As The Maker explains it:

You see we’ve discovered that the symbiote never truly leaves a host. A cellular imprint, a codex as we’ve been calling it, is always left behind as a way for their kind to share information about hosts with the rest of the hive. Your symbiote has not been connected to its hive in some time, however. So this codex, and the others it’s left behind, has more or less gone unused.

But they are there. Wrapped around the host’s DNA structure like a great black serpent. Always… waiting.”

Eddie Brock gets to experience this power of the symbiote first-hand, when the seemingly deceased Flash Thompson takes over as ‘driver’ of Venom‘s body, via the symbiote.
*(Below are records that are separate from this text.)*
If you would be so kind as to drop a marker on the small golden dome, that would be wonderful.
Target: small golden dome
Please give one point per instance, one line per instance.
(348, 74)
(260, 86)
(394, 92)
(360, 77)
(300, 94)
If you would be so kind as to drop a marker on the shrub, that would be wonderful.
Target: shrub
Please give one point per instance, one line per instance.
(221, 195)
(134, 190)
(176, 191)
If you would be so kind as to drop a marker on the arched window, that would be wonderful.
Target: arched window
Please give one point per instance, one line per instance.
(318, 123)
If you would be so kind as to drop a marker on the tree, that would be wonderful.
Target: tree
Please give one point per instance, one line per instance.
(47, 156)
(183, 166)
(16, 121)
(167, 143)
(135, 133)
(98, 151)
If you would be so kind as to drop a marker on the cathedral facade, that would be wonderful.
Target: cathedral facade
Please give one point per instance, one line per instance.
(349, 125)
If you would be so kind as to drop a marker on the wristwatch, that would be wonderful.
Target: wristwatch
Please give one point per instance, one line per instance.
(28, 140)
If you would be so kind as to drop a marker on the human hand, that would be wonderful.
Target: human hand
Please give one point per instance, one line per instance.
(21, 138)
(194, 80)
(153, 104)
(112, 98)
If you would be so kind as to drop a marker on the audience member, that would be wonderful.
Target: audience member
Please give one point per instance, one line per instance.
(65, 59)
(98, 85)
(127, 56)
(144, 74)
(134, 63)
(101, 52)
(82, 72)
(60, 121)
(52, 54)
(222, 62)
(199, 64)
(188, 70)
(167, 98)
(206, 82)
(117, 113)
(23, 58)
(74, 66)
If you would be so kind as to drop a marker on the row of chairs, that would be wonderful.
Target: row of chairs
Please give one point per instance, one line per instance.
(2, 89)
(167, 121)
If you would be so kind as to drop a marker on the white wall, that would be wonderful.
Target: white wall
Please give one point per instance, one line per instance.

The details of this big reveal are still waiting to be revealed (like can former hosts communicate or sense one another via the symbiote codex in their DNA? Can that codex manifest a full symbiote suit of activated? Etc.

There is one ominous indicator of where this power is headed, as Venom #8 ends: some acolytes steal a sample of symbiote codex and bring it to a lair where we find none other than Cletus Kasady’s body stored in some kind of stasis pod, with the indication that this could be a new avenue by which to bring back Carnage!

Already, word of this change to the Venom symbiote lore is inviting jokes from fans, who are going so far as to liken the symbiote codex system to a STI. It’s an interesting path for writer Donny Cates to be going down, as it now makes the symbiote hosts part of hive-mind structure, just like the symbiotes themselves. It also creates space for Marvel to do anything from DID-style stories, to Body Snatcher-style tales about various Marvel characters who now have a genetic time bomb in their DNA (including Peter Parker, Mac Gargan, Deadpool, Ben Reilly, Carol Danvers, General Ross, Otto Octavius and Norman Osborn, to name a few).

In short, it’s something that could start a bold new era for Venom and the symbiotes – or possibly become a played-out gimmick if overused.